Hamas, the Palestinian movement which controls the Gaza Strip, has forced residents of a southern town from their homes and demolished their houses.
The radical Islamist group says people living at the edge of the town of Rafah had built their homes illegally on government land.
Witnesses said dozens of people were pushed out of their homes but Hamas says the number has been exaggerated.
Palestinians in Gaza have been angered by the demolitions.
Palestinians are more used to seeing homes destroyed in areas occupied by Israeli military or police for being built without the correct permits, correspondents say.
Club-wielding Hamas policemen - and some female police officers wearing face-covering veils - forced people from their homes and then brought in bulldozers.
Government land
Hamas said that only seven houses were demolished, but witnesses told reporters the real number was around 30 or 40.

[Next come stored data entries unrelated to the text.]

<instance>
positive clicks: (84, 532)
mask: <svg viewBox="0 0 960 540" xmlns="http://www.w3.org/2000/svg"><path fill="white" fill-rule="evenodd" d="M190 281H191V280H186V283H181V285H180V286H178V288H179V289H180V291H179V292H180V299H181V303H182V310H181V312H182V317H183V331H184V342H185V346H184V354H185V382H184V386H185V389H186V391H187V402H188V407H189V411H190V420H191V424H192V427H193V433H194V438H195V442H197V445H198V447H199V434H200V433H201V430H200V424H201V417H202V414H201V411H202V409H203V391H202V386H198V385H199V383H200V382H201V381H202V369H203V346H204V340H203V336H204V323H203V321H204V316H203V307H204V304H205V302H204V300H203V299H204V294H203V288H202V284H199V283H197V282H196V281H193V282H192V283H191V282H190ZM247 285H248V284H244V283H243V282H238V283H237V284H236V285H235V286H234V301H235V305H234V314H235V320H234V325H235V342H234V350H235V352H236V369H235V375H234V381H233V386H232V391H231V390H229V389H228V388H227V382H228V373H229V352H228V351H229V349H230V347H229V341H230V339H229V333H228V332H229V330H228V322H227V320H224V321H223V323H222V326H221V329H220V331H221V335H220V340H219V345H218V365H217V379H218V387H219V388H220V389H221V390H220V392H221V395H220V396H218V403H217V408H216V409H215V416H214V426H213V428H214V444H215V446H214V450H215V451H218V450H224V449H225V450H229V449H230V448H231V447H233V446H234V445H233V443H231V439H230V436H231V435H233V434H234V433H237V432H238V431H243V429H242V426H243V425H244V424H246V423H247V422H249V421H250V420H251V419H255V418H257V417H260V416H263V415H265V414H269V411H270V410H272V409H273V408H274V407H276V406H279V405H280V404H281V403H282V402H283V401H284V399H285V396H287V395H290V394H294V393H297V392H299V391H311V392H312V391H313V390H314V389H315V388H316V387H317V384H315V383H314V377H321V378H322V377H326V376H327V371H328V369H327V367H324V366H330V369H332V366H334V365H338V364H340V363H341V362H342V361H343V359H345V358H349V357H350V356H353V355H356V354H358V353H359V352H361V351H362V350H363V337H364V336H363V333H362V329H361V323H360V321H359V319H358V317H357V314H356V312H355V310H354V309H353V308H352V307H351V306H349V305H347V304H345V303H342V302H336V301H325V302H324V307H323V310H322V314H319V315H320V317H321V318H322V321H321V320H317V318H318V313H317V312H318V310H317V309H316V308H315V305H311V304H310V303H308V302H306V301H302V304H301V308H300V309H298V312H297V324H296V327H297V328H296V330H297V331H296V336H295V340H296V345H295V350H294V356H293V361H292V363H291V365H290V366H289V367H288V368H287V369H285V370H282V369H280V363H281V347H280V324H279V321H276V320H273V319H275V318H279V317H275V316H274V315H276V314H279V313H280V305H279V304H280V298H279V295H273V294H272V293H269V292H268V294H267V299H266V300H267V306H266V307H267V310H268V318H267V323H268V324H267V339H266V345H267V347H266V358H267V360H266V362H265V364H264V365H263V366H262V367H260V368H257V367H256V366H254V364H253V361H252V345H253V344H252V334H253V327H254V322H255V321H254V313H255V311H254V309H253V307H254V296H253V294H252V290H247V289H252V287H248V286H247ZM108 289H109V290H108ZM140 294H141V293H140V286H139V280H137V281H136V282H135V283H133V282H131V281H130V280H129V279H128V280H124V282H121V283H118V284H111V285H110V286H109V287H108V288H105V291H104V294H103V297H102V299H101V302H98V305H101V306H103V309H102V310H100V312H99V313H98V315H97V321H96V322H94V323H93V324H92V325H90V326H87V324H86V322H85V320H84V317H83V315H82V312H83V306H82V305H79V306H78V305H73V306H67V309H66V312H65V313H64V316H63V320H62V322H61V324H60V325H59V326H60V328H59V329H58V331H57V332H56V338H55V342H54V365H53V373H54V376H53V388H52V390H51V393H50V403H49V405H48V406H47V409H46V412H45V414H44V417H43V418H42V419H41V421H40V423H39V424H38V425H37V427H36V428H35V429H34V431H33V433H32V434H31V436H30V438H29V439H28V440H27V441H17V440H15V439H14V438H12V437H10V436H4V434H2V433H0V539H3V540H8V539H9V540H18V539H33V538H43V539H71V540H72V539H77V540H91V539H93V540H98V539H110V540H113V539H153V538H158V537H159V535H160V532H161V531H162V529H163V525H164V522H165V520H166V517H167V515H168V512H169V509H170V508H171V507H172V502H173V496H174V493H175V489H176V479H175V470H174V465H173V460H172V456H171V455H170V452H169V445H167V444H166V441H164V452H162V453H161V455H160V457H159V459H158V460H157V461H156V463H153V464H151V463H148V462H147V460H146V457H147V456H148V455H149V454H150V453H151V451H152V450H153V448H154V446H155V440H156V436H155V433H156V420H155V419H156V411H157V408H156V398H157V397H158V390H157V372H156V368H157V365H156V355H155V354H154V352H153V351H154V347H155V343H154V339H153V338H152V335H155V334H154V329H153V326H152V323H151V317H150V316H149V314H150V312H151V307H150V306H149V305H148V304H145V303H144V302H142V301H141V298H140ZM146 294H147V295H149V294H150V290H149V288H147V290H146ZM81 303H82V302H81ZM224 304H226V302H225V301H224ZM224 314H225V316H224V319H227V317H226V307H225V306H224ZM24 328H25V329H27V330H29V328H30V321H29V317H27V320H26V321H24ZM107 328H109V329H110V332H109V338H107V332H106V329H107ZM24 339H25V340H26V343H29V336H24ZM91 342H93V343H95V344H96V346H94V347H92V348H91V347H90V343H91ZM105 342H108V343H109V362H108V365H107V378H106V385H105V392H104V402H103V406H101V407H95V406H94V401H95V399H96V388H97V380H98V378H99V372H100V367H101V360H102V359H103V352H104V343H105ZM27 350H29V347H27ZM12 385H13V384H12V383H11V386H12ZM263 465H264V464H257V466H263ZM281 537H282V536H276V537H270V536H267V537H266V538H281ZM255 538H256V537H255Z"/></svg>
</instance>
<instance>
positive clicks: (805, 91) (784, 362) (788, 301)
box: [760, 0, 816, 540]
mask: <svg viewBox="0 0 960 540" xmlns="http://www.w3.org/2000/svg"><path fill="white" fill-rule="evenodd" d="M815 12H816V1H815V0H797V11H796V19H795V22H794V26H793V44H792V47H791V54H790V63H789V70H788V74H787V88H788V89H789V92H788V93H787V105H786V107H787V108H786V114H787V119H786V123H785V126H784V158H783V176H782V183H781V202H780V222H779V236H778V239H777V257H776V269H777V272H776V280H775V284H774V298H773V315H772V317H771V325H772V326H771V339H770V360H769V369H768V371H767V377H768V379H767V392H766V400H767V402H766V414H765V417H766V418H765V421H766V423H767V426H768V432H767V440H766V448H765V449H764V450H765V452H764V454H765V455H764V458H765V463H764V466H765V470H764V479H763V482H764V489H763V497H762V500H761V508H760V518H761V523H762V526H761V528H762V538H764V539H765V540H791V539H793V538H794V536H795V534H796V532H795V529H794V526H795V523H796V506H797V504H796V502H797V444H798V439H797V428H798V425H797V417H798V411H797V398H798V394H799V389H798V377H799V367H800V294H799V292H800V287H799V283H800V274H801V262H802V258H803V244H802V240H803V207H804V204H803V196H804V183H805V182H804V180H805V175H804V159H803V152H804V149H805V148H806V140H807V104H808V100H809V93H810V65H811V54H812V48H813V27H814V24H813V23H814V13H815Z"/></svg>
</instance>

Some of the buildings were temporary shacks built by people who had been made homeless in an Israeli incursion into Gaza between December 2008 and January 2009.
Residents said they were sold land permits by by a local land owner, but Hamas said the land was meant for government use.
"They promised reform and change - instead they've destroyed our homes," Miasar Gan told reporters.
Reporters said they were barred from the area by Hamas until the demolitions were over.
In 2005, Israel withdrew its troops and settlers from the Gaza Strip.
The Gaza strip has been controlled by Hamas since 2007 when they forced out rivals Fatah.